Councils share the collective national ambition to tackle local housing challenges and create great places for current and future generations. Councils need a long-term national commitment to support a council house building renaissance and improvements in existing stock. Long-term certainty on powers and funding could help councils scale up to deliver an ambitious build programme of 100,000 high-quality, climate-friendly social homes a year. It would also improve the public finances by £24.5 billion over 30 years, including a reduction in the housing benefit bill and temporary accommodation costs. In Quarter 2 of 2023, provisional statistics showed that local authorities started 1,750 new dwellings, the highest rate since 1990.
Additional support from government would allow councils to scale-up further. An expansion of council housebuilding would provide a counter-cyclical boost to housing supply; offer a pathway out of expensive and insecure private renting towards home ownership; reduce homelessness; tackle housing waiting lists and support the growth of green skills and net zero supply chains.
Temporary accommodation
We are disappointed that the Budget provided no support to address the spiralling cost of temporary accommodation. Councils are spending more than £1.74 billion supporting 104,000 households in temporary accommodation, both the highest figures since records began. The restoration of Local Housing Allowance rates to the 30th percentile of market rents from April 2024, announced at Autumn Statement 2023, is a welcome step. However, it is disappointing that the Government has not taken the opportunity to uprate the subsidy for claims in respect of people living in temporary accommodation which remains capped at 90 per cent of January 2011 rates.

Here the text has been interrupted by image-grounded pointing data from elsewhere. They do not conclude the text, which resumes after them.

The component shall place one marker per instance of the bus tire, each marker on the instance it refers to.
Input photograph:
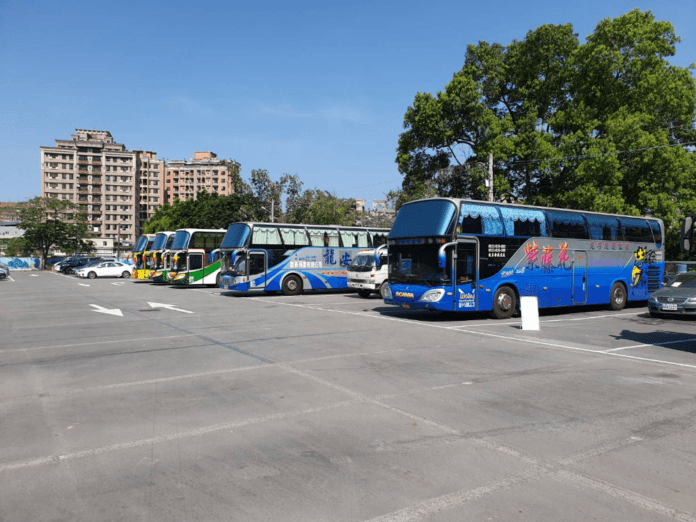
(504, 303)
(617, 296)
(292, 285)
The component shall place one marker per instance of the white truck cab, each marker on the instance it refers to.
(368, 272)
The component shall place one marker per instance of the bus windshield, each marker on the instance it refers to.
(416, 264)
(362, 263)
(159, 241)
(140, 246)
(181, 240)
(237, 236)
(424, 218)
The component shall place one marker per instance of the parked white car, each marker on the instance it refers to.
(368, 272)
(106, 269)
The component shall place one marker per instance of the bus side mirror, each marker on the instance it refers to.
(686, 242)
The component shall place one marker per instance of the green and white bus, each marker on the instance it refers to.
(155, 257)
(195, 258)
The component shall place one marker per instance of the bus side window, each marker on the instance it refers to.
(471, 225)
(636, 229)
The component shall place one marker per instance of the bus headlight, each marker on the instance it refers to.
(433, 296)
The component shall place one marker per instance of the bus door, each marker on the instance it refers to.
(256, 261)
(579, 277)
(195, 264)
(465, 275)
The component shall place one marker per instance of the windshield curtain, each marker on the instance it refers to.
(362, 263)
(140, 246)
(181, 240)
(683, 280)
(417, 264)
(237, 236)
(424, 218)
(159, 241)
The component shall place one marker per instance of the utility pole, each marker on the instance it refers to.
(490, 177)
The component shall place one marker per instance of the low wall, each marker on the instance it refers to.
(22, 263)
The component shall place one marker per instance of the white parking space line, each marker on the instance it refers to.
(487, 334)
(651, 344)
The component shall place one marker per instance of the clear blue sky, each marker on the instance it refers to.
(317, 89)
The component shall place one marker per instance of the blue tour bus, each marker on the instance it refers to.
(462, 255)
(292, 258)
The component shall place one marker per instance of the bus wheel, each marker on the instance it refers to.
(617, 297)
(292, 285)
(504, 302)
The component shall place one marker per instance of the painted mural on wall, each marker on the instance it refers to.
(22, 263)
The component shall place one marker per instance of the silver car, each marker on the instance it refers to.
(676, 297)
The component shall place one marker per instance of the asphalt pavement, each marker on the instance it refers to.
(121, 400)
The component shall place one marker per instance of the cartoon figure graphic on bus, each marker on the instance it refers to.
(637, 272)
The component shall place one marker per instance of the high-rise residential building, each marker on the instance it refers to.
(105, 180)
(121, 189)
(185, 178)
(150, 184)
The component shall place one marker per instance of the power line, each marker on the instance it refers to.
(615, 153)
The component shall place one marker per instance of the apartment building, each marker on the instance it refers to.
(105, 179)
(185, 178)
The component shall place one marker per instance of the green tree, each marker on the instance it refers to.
(50, 223)
(599, 126)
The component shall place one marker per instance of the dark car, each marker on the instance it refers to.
(678, 296)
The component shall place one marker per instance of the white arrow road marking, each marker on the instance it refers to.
(103, 310)
(168, 307)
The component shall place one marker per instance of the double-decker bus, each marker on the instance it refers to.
(292, 258)
(140, 271)
(155, 256)
(194, 256)
(461, 255)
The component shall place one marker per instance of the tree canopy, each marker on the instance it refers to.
(53, 223)
(604, 125)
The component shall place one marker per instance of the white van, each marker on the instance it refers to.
(368, 272)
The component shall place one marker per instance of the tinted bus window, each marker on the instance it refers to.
(604, 228)
(636, 229)
(378, 238)
(479, 219)
(294, 237)
(323, 236)
(567, 225)
(524, 222)
(266, 236)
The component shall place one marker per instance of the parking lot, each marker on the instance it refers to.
(125, 401)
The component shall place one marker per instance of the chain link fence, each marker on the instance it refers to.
(673, 268)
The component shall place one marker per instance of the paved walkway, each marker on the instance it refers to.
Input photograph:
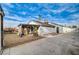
(52, 45)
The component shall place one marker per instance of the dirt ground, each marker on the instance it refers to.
(11, 40)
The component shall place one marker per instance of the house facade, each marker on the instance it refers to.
(42, 27)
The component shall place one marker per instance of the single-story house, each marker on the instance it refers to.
(42, 28)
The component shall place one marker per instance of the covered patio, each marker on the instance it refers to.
(27, 29)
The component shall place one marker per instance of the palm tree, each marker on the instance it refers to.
(1, 23)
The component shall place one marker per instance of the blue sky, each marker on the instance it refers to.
(16, 13)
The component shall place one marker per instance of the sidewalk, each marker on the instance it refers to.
(59, 45)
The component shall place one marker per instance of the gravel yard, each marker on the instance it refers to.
(63, 44)
(13, 39)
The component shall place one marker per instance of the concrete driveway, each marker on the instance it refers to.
(63, 44)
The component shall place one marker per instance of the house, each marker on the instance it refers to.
(42, 27)
(1, 27)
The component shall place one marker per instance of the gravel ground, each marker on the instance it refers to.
(63, 44)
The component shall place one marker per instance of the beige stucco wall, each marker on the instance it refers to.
(66, 29)
(46, 30)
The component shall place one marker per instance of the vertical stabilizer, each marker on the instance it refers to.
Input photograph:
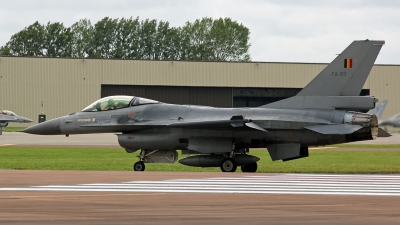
(379, 109)
(347, 73)
(338, 86)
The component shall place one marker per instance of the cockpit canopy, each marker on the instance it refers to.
(7, 112)
(117, 102)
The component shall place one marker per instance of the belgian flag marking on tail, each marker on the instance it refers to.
(348, 63)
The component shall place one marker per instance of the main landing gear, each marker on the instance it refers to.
(228, 165)
(139, 166)
(154, 156)
(246, 162)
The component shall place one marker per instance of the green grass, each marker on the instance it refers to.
(102, 159)
(13, 129)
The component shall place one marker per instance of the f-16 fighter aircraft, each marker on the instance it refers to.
(327, 111)
(7, 116)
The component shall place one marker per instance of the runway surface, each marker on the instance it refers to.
(56, 197)
(304, 184)
(99, 197)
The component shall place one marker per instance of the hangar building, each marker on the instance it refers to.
(33, 86)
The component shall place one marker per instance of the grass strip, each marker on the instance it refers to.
(109, 159)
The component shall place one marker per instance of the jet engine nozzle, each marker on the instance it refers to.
(369, 123)
(362, 119)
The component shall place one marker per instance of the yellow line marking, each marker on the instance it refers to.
(52, 196)
(322, 148)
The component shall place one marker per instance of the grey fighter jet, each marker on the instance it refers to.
(6, 116)
(327, 111)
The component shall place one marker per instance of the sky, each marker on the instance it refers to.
(311, 31)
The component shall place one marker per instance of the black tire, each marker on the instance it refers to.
(139, 166)
(228, 165)
(249, 168)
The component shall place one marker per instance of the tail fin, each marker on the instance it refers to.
(340, 83)
(347, 73)
(378, 110)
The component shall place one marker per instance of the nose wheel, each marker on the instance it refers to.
(249, 168)
(139, 166)
(228, 165)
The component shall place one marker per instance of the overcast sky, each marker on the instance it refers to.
(281, 31)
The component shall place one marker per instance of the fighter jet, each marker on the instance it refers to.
(327, 111)
(7, 116)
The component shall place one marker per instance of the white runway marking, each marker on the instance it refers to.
(367, 185)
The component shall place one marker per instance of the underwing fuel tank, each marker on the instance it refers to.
(215, 160)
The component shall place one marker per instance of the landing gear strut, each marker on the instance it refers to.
(228, 165)
(154, 156)
(249, 168)
(139, 166)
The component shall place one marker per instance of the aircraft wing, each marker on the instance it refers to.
(334, 128)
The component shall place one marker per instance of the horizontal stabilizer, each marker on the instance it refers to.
(383, 133)
(255, 126)
(335, 128)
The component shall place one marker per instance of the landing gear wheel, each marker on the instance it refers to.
(228, 165)
(139, 166)
(249, 168)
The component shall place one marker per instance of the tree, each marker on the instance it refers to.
(104, 39)
(82, 36)
(28, 42)
(206, 39)
(57, 40)
(215, 40)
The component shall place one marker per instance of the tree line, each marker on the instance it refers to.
(204, 39)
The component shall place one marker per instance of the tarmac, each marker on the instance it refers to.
(27, 206)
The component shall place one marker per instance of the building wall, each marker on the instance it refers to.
(58, 86)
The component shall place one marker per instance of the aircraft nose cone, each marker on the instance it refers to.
(50, 127)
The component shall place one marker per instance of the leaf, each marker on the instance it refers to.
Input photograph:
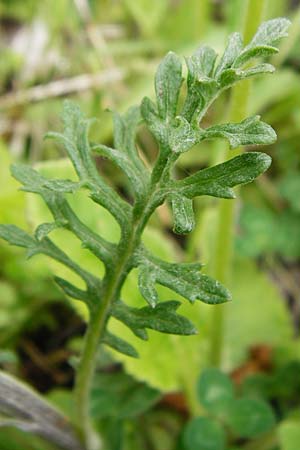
(185, 279)
(200, 82)
(34, 182)
(136, 178)
(289, 188)
(289, 434)
(244, 327)
(119, 345)
(229, 77)
(203, 433)
(215, 390)
(218, 180)
(154, 123)
(184, 218)
(162, 318)
(168, 81)
(249, 418)
(72, 291)
(265, 39)
(26, 409)
(251, 131)
(182, 137)
(146, 286)
(233, 49)
(75, 140)
(125, 129)
(15, 236)
(201, 64)
(119, 395)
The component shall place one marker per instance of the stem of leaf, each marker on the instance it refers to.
(226, 212)
(112, 285)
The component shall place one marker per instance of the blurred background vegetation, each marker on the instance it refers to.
(103, 54)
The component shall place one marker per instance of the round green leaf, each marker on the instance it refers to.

The severe shortage of social housing means councils are forced to pay to house people in private temporary accommodation, including hotels and B&Bs while they wait for a permanent home.
Building more genuinely affordable homes remains the best way to help families struggling to meet housing costs, provide homes to rent, reduce homelessness and tackle council housing waiting lists in the long term.
Family first culture
In 2022 Isos Partnership carried out a further study for the LGA considering structural change in children’s social care. This emphasised that in any change programme, leadership and vision are key. It will be important for the DfE to clearly articulate its vision for a “family first” culture, including through the National Framework, and to ensure that local leaders have the flexibility to translate this into a vision that makes sense in place. Communication, engagement and co-production are also important building blocks of culture.
These are lessons that should be considered by both central and local government in a holistic way; for example, DfE and children’s social care can work towards a family first culture, however this must also be supported by local and national approaches to issues such as housing and welfare that have a significant impact on families’ ability to parent.
Poor housing can lead to psychological distress, respiratory problems and impact on development. Local partners should come together to tackle the social determinants of children and young people’s mental health, including poverty and inequality, and consider the role of other local departments including housing, transport, sport and leisure services.